Yes as a matter of fact I do believe people see lava lamps in digital media more often than in real life. I am one example of such a person. Lava lamps are an American thing largely, so if you want to see them you need to bring one from America or go to America to see it. What is the alternative? Lava lamp in the media, where you can look at it many times, but it is always a rerun.
The lava lamps are completely impractical. You'd get randomness of equal quality for orders of magnitude less energy by turning the lamps off and putting a lens cap over the webcam they use to record them.
Ah, but is your sample still live enough to be "cryptographic grade" random?

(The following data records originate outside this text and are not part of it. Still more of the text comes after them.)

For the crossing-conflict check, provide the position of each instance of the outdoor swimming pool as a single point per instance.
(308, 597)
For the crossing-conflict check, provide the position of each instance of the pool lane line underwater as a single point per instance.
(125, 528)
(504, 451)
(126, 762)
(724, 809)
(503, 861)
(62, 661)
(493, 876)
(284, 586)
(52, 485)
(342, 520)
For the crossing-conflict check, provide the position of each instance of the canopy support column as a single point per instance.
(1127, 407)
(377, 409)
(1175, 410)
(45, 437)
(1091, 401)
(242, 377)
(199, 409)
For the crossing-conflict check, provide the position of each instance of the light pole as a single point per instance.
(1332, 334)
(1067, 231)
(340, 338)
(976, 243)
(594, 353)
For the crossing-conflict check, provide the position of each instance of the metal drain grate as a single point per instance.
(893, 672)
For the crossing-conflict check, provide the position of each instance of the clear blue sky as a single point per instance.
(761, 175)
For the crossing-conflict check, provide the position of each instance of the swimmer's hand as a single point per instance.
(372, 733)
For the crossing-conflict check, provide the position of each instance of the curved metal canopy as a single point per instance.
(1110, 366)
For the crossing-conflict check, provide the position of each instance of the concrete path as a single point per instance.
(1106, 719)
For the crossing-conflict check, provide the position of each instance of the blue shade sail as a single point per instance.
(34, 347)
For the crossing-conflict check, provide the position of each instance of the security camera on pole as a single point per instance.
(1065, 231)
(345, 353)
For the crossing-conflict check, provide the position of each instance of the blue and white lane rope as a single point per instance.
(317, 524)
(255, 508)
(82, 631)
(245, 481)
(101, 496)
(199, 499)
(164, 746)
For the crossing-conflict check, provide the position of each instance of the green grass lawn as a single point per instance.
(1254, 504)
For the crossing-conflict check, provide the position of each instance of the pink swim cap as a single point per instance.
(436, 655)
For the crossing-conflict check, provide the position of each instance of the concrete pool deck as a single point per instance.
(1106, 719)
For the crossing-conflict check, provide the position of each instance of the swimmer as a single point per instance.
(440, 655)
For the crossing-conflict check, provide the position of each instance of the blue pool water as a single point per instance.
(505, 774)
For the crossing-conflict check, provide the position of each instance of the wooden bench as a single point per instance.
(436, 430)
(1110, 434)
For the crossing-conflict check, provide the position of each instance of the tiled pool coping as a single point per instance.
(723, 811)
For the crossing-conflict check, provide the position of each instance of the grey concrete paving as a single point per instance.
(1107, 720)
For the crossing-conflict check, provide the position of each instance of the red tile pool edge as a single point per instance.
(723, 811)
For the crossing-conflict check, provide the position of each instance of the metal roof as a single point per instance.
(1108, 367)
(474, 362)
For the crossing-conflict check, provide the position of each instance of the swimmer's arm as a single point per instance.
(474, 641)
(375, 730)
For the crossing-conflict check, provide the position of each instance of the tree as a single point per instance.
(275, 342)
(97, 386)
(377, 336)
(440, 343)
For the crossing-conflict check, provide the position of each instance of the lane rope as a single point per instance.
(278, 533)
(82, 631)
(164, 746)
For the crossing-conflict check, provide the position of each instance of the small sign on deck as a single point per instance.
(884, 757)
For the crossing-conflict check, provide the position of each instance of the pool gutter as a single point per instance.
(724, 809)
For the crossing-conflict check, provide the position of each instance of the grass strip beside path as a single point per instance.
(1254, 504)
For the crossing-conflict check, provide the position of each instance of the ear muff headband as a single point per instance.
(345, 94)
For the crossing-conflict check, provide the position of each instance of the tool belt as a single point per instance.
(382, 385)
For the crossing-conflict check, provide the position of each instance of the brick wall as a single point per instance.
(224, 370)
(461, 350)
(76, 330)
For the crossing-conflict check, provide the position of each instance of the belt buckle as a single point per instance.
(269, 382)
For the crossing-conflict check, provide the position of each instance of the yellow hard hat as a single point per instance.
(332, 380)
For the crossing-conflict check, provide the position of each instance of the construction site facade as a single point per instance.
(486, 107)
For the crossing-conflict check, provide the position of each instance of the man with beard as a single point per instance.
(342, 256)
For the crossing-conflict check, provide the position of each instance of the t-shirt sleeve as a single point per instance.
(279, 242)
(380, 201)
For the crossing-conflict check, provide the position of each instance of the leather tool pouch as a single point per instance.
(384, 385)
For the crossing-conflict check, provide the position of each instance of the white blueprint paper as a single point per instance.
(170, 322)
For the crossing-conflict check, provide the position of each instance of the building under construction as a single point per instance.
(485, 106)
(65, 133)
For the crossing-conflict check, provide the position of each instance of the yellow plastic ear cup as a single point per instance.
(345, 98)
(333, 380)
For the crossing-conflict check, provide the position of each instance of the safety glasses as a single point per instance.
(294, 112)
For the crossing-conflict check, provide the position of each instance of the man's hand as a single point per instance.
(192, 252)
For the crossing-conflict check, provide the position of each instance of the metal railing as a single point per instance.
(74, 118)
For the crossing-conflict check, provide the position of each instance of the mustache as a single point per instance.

Is the hardware that measures the source and the software that reports it subject to any periodicity that you don't know about but your attackers might?
(Some) People who study this often get lost down the rabbit hole and come out thinking the universe is deterministic.
Any distribution with a sufficient amount of entropy can be turned into "cryptographic-grade" randomness source using randomness extractors [1]. These work independently of any outside factors that might be trying to sneak signal (e.g. periodicity) into the noise -- as long as you can prove there's sufficient entropy to start with, you're good to go.
Low-intensity radiation is random enough, but it's slow: your device is necessarily twiddling thumbs between a detected event and the next, and entropy is mostly proportional to the number of events (for example, almost n bits from what of 2^n identical units is hit by the next particle).
Or, it's what one of my ex-NSA buddies told me: we almost never break the encryption, we break the implementation, because that's where the errors are.
The same can assuredly apply to capturing entropy.
At boot time, on a server sitting in a rack beside thousands of others ... how are these going to help any? They aint moving and the RF/energy environment around them should be steady state or well within characterize-able bounds of noise.
"Random enough" is a metaphysical question when you get into it. If an RTLSDR stick and a site customized munger script can't provide enough entropy for the entire data center you've fallen into a Purity spiral and will never be happy, anyway.